- Born: June 10, 1911 Kiskunfélegyháza, Lands of the Crown of Saint Stephen, Austria-Hungary
- Died: January 24, 2007 (aged 95) Los Altos, California, United States
- Education: Franz Liszt Academy of Music
- Occupations: Composer; music educator; arranger; author;

= Denes Agay =

Hungarian-American composer

Denes Agay (June 10, 1911 – January 24, 2007) was a Hungarian-born, Hungarian-American composer, music educator, arranger and author. Agay is known for compiling the million-selling music collection Best Loved Songs of the American People (1975).

==Early life and career==
Agay was born on June 10, 1911 in Kiskunfélegyháza, Austria-Hungary (present-day, Hungary) to Hungarian-Jewish family. Agay began playing piano at the age of three. In 1934 he completed his musical studies at the Franz Liszt Academy of Music in Budapest. He was simultaneously studying law at the University of Budapest, but dropped out a year before earning his degree to concentrate on music.

Agay conducted the Budapest Philharmonic Orchestra in a performance of a symphony which he composed. He worked as a film composer; one film assignment was writing the background music for Hedy Lamarr's nude scene in the 1933 film Ecstasy.

==Move to the US==
Agay was Jewish, and after the rise of Nazism, he emigrated to New York in 1939. His parents were murdered in Auschwitz. In 1942 he became an American citizen and joined the military, entertaining patients in the hospital wards in Tuscaloosa, Alabama.

After the war Agay returned to music publishing, employed by companies including Music Sales Corp., Yorktown Music Press, and Consolidated Music Publishers. He married Mary Roberts in 1947. At the time he was composing popular songs and writing librettos as well as classical music. In 1948, he wrote the score for the musical comedy "My Romance", which folded on the road before getting to Broadway. A new score was written by Sigmund Romberg for Broadway, but the show wasn't successful. He was the conductor and arranger on the NBC show Guest Star, which featured stars including Bing Crosby, The Andrews Sisters and Perry Como.

==Later career==
Today Agay is most remembered for more than 90 music books, including a multi-volume collection of piano arrangements, The Young Pianist's Library, and the four volume An Anthology of Piano Music. In 1975 he produced the popular anthology, Best Loved Songs of the American People, which sold millions of copies. His Joy of series continued to be published into the 21st Century, including The Joy of Schubert (1998) and The Joy of Holiday Music (2001).

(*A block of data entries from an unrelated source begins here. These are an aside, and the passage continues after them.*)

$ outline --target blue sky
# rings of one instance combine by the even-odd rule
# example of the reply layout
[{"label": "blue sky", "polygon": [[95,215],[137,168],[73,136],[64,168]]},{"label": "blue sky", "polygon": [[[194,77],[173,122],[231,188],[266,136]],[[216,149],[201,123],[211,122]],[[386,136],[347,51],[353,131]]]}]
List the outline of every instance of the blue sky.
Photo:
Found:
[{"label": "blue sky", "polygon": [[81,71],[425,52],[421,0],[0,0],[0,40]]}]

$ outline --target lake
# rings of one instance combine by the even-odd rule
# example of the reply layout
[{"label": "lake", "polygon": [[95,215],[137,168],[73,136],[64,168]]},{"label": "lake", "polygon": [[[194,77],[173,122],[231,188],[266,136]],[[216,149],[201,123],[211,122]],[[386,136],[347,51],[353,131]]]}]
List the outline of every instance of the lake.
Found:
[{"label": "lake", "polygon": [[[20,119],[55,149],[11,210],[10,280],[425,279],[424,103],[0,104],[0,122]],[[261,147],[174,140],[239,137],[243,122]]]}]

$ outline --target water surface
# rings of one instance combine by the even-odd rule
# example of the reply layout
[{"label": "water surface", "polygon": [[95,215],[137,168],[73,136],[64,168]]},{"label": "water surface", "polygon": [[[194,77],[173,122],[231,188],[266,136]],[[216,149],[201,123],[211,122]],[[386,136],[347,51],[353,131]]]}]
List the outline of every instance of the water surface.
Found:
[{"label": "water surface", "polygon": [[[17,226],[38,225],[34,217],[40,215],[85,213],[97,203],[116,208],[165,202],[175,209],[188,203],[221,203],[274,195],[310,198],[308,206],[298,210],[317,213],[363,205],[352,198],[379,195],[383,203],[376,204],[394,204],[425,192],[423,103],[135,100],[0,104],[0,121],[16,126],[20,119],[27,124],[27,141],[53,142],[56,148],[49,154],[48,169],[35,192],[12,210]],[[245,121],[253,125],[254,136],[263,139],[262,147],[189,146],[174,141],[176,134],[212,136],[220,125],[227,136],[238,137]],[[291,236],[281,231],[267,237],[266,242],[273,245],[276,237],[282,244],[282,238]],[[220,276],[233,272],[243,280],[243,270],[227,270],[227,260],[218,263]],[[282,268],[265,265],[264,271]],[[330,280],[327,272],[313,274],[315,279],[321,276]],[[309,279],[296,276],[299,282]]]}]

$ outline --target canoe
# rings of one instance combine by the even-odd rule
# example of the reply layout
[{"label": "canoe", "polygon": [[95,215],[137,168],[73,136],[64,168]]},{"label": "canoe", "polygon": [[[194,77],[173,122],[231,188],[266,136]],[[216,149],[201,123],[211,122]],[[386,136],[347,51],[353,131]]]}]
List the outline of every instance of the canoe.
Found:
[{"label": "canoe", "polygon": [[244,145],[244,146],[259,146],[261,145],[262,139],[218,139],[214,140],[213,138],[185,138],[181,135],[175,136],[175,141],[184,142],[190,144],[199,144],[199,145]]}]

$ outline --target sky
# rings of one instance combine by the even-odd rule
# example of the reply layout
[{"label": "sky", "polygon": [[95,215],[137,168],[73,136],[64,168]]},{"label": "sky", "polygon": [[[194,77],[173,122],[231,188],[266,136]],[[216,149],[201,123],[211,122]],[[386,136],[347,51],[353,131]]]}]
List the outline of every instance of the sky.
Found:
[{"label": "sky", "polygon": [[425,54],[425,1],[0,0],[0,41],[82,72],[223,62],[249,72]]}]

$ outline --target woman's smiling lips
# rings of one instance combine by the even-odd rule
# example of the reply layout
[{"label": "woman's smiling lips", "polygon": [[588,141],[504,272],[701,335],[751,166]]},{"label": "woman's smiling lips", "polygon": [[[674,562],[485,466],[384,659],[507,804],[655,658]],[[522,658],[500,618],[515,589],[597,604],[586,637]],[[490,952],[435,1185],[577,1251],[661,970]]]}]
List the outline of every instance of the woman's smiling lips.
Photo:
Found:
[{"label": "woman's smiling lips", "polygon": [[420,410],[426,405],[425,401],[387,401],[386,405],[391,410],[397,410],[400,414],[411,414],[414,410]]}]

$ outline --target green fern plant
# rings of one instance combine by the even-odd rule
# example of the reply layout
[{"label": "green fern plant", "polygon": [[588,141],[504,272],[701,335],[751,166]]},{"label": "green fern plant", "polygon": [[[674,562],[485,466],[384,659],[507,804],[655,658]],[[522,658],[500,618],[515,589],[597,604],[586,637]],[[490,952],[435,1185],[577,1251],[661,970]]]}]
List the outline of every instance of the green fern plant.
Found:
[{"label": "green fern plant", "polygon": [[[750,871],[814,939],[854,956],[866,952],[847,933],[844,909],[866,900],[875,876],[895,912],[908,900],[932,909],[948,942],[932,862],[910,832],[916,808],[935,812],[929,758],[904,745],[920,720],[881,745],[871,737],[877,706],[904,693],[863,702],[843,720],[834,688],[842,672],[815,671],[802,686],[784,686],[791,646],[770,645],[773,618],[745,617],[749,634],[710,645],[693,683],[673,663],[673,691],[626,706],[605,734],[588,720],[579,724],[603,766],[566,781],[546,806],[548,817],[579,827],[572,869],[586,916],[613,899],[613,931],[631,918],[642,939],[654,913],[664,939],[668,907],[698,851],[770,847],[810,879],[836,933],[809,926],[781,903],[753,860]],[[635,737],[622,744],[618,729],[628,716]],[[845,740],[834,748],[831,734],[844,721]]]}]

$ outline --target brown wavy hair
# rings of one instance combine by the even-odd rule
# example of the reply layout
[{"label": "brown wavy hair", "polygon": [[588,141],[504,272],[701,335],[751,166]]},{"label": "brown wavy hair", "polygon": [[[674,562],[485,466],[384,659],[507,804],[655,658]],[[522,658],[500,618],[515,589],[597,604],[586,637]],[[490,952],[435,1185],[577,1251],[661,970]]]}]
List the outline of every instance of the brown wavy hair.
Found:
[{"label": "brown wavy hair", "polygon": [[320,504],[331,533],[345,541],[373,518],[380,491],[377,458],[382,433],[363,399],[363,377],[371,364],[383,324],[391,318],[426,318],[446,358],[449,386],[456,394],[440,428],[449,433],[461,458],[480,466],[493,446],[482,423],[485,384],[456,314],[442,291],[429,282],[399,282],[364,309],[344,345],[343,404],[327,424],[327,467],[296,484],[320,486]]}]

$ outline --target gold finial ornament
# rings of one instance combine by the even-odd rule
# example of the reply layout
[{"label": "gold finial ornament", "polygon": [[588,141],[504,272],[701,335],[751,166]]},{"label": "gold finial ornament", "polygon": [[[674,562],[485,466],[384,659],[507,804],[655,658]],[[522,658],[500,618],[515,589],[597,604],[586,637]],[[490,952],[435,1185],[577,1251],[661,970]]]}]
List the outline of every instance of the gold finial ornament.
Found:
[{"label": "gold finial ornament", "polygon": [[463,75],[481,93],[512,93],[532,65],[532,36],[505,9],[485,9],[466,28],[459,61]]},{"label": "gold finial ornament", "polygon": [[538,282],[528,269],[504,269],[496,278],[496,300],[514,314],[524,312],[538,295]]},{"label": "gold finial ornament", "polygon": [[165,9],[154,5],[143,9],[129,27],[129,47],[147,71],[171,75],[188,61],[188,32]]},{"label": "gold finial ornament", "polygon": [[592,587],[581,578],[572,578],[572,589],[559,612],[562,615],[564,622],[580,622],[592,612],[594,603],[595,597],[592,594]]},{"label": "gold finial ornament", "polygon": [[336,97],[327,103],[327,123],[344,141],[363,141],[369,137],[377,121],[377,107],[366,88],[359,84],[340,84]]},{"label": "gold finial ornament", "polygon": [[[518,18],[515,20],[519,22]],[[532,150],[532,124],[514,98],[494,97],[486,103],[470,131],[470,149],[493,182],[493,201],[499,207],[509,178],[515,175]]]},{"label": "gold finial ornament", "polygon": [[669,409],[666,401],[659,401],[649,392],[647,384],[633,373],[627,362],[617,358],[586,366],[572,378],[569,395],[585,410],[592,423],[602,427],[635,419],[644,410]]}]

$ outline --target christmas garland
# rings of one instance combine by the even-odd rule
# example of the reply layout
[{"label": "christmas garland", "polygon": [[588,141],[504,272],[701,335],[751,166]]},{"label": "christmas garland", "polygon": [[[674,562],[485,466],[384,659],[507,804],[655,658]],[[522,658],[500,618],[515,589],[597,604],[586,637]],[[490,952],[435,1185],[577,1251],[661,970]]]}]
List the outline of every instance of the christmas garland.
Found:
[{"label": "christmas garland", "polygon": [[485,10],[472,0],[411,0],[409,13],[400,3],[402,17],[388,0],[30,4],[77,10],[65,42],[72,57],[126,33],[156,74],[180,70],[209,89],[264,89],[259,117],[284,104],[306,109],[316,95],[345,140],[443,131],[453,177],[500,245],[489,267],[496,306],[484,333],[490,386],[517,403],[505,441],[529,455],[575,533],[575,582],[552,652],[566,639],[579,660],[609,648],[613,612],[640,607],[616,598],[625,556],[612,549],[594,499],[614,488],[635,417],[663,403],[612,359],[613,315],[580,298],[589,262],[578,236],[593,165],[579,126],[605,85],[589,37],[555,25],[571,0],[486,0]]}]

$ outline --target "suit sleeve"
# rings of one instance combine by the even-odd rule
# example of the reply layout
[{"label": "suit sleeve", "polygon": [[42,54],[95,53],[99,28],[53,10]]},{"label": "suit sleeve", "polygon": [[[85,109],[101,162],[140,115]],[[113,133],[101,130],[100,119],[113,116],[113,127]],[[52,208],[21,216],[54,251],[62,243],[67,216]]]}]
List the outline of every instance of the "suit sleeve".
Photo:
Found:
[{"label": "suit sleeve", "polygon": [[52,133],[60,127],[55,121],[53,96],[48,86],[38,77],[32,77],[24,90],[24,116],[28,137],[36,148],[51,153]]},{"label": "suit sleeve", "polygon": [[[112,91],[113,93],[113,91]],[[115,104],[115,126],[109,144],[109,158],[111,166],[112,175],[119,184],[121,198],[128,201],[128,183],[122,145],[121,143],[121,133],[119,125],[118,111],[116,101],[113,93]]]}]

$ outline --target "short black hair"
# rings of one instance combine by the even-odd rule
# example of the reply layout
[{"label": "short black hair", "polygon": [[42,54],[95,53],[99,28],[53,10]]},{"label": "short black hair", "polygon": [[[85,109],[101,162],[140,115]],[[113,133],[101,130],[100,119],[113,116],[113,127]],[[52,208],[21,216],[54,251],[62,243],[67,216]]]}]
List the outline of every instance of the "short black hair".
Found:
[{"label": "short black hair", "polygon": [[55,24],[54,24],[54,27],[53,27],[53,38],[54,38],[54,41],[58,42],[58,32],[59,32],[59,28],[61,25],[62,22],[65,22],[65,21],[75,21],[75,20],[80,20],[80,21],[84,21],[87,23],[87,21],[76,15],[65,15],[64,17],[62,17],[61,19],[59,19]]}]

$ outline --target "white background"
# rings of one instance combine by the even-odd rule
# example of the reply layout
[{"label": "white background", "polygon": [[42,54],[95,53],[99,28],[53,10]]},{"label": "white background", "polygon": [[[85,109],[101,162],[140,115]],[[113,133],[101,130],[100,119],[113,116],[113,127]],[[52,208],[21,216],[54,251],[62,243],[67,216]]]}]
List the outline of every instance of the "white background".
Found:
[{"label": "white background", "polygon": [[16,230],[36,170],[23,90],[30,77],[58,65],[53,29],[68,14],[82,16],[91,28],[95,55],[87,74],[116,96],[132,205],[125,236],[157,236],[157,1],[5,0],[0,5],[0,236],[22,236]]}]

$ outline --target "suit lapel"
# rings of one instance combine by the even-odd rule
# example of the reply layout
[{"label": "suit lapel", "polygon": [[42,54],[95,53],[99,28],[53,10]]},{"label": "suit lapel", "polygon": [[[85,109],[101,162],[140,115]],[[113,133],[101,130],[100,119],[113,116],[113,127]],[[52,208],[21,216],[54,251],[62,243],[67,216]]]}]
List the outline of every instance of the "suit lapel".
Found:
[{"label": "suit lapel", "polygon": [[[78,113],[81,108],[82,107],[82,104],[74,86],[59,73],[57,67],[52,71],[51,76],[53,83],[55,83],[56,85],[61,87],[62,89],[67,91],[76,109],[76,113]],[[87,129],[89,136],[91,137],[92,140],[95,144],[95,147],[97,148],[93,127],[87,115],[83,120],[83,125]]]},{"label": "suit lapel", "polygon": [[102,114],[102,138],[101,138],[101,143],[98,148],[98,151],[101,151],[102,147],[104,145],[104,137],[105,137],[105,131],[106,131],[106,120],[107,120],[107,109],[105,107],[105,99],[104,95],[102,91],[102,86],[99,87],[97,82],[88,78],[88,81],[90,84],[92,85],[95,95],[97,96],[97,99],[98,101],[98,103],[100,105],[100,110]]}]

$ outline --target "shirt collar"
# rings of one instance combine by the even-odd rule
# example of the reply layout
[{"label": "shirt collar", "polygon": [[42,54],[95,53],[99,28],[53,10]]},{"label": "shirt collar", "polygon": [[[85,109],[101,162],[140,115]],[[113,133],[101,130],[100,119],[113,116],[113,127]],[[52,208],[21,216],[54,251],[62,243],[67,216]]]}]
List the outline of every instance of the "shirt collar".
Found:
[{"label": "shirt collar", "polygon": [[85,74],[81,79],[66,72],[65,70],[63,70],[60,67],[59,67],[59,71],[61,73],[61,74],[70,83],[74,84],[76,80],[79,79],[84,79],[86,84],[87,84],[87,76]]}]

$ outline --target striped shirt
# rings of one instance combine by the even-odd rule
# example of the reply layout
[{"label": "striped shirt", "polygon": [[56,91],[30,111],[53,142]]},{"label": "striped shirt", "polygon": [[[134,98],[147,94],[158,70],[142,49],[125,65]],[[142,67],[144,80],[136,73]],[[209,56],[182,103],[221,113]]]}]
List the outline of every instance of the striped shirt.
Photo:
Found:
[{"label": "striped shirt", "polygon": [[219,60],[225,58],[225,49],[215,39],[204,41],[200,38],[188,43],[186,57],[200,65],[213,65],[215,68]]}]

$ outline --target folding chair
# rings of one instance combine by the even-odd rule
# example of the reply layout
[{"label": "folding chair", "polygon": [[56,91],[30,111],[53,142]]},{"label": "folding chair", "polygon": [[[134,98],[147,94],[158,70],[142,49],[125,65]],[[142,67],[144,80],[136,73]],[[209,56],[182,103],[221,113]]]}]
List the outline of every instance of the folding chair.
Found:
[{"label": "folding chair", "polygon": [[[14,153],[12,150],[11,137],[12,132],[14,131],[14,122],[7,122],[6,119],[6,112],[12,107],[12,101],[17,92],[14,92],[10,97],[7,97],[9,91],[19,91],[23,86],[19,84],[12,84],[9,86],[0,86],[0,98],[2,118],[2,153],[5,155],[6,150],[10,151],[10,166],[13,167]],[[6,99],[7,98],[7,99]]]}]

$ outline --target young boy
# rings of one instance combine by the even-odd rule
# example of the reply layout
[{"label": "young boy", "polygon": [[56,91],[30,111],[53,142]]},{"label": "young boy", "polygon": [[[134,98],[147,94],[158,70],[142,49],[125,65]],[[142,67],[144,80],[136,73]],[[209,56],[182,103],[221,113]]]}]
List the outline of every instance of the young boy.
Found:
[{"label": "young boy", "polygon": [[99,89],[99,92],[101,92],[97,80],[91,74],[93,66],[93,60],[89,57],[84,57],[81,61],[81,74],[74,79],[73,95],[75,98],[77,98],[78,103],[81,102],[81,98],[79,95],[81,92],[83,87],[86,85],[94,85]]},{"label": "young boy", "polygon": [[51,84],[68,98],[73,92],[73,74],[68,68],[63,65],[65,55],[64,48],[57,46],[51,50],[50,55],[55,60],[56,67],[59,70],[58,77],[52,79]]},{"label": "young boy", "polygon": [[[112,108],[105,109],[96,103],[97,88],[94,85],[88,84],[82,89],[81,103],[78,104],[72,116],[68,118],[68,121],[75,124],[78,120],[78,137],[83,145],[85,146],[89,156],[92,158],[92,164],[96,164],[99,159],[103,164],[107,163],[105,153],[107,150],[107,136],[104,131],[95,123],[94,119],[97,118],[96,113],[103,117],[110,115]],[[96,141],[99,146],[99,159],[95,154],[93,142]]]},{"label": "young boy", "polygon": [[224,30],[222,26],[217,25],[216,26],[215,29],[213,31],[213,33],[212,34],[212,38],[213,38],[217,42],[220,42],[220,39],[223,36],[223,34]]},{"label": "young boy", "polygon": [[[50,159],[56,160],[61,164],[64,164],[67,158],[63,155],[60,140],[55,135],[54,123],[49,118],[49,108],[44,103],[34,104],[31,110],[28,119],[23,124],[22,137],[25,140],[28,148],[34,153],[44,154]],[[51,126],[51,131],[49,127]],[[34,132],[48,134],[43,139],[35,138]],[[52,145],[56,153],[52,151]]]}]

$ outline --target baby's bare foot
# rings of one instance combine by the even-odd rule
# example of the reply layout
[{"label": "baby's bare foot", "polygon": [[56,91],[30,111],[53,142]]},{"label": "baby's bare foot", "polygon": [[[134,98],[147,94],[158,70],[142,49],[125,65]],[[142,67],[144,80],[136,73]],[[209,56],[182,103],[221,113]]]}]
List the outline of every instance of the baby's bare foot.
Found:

Agay also continued to compose for the concert hall and for educational purposes. His lively Sonatina No. 3 was frequently performed by young performers at piano recitals. The 'Blue Waltz', taken from The Joy of Boogie and Blues is a Grade 5 piece for the Associated Board. His Five Easy Dances of 1956 have remained popular with wind ensembles.

==Death and legacy==
Agay's wife Mary died in 1999. Agay died in Los Altos, California in 2007 at the age of 95. Late in their lives he and his wife endowed a Piano and Composition Scholarship Fund for the Peabody Conservatory in Baltimore, Maryland. His daughter is the attorney Susan Agay Rothschild.